Il y a aussi une démarche effectivement plus scientifique et d’ailleurs même sur des œuvres différentes comme Princesse Mononoké (1997). Sur la relation de la technologie et de la nature, c’est très particulier parce que la nature dans l’œuvre de Miyazaki n’est pas quelque chose de forcément bénéfique. C’est beaucoup plus trouble.

Emmanuel Salinesi : Dans les films de Miyazaki, c’est intéressant le fait que l’effondrement d’une certaine manière de la civilisation n’est finalement pas tant que ça un problème et c’est presque même une sorte de solution. Il faut que l’humanité renonce à une partie d’elle pour vivre en harmonie avec la nature. On le constate dans Princesse Mononoké, Nausicaä et d’autres de ses œuvres.

Pellichi : Dans Nausicaä, ce que je trouve intéressant c’est en plus cette démarche de naturaliste de Nausicaä et surtout la remise en question du personnage. Se poser des questions et aller observer s’inscrit pleinement dans une démarche scientifique. C’est aussi ça qui est marquant chez elle.

Emmanuel Salinesi : Olivier, je sais que vous vouliez parler de la série Escale à Yokohama. On est d’ailleurs plusieurs autour de cette table à beaucoup aimer cette œuvre.

Escale à Yokohama ©Meian

Olivier Paquet : Il se trouve que j’ai plus d’années au compteur et que c’est à BD expo dans les années 90 qu’avait été diffusé le LaserDisc des OAV d’Escale à Yokohama. Ce que je trouve formidable, c’est qu’il s’agit d’une œuvre post-apocalyptique mais cool : l’humanité sait qu’elle est en train de disparaître mais ce n’est pas grave. Ce que je trouve extrêmement émouvant, c’est que la nature essaye de se souvenir de ce qu’a été l’humanité et ses traces. Le personnage central est un robot, Alpha dont la principale activité est de préparer du café chaque matin, même s’il n’y a quasiment personne pour venir dans son café. Le plus tragique qui arrive dans son aventure, c’est qu’un jour d’orage, elle est foudroyée sur son scooter.
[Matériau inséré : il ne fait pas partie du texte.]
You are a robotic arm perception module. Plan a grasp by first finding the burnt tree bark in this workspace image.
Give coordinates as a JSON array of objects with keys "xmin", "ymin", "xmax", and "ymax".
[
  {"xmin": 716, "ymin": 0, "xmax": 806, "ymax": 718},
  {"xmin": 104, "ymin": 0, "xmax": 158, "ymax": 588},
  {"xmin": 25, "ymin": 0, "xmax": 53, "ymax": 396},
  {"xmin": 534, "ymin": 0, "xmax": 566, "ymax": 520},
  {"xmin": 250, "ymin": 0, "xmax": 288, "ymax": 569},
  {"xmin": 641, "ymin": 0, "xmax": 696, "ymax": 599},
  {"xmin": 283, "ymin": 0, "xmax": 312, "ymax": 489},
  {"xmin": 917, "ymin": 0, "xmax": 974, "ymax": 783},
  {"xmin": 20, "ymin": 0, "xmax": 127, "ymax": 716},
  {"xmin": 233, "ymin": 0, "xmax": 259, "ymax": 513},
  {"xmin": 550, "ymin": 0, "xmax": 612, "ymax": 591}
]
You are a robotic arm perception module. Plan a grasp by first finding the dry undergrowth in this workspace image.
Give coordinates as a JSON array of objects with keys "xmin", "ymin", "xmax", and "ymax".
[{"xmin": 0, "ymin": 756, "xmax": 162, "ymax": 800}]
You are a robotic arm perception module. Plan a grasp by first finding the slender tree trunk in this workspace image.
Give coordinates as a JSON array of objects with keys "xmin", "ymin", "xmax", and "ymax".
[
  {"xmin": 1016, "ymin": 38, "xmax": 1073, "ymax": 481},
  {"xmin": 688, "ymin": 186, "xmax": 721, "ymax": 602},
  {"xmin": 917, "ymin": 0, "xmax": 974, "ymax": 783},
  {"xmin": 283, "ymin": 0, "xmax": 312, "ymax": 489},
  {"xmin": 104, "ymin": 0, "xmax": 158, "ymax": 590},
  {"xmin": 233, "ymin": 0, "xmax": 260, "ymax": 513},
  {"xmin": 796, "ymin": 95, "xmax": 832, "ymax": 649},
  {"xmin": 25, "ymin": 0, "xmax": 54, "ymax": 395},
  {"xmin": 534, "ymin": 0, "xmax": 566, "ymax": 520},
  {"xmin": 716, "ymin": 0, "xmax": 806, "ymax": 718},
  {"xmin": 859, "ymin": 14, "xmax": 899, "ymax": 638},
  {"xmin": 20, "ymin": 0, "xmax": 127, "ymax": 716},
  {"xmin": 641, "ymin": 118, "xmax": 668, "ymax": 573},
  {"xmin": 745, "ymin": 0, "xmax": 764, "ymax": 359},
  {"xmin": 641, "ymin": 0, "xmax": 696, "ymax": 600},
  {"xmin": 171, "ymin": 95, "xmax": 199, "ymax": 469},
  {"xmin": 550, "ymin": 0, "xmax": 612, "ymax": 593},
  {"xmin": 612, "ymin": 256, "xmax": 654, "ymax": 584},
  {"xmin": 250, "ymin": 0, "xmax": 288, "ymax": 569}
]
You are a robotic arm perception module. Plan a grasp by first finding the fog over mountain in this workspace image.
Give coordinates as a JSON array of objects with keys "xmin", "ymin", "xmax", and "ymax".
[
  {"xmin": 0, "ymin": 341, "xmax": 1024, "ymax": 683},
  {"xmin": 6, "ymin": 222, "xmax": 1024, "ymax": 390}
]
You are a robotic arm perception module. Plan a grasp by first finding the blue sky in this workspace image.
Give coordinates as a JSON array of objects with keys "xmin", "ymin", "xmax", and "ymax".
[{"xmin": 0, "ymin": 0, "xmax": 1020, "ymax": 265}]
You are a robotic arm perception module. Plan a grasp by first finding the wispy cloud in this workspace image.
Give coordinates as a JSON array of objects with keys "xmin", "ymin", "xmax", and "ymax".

C’est à peu près le truc le plus dramatique qui va lui arriver et pourtant, c’est passionnant.

Elle essaye aussi de connaître les humains en les observant. Il y a aussi une démarche finalement naturaliste chez ce robot qui ne comprend pas ce que sont les humains. Elle les observe, et essaie de comprendre son environnement et la nature. C’est quasiment une démarche scientifique. C’est un « post-apo » ultra calme avec très peu de dialogues et des pages magnifiques où l’on montre la nature, le temps qui passe et cette évolution où l’herbe recouvre les routes et les chemins.

Yonathan Bartak : Et je trouve qu’il y a quelque chose de très intéressant aussi justement dans le fait qu’Alpha ne vieillit pas mais qu’elle grandit en apprenant des choses et vivant de nouvelles expériences tout au long du manga. Et on est dans un monde où la nature reprend ses droits et ce personnage quelque part figé permet justement de voir que tout le reste est en mouvement. Alpha est en quelque sorte le témoin du temps qui passe et des transformations de la société humaine qui disparaît au profit de la nature.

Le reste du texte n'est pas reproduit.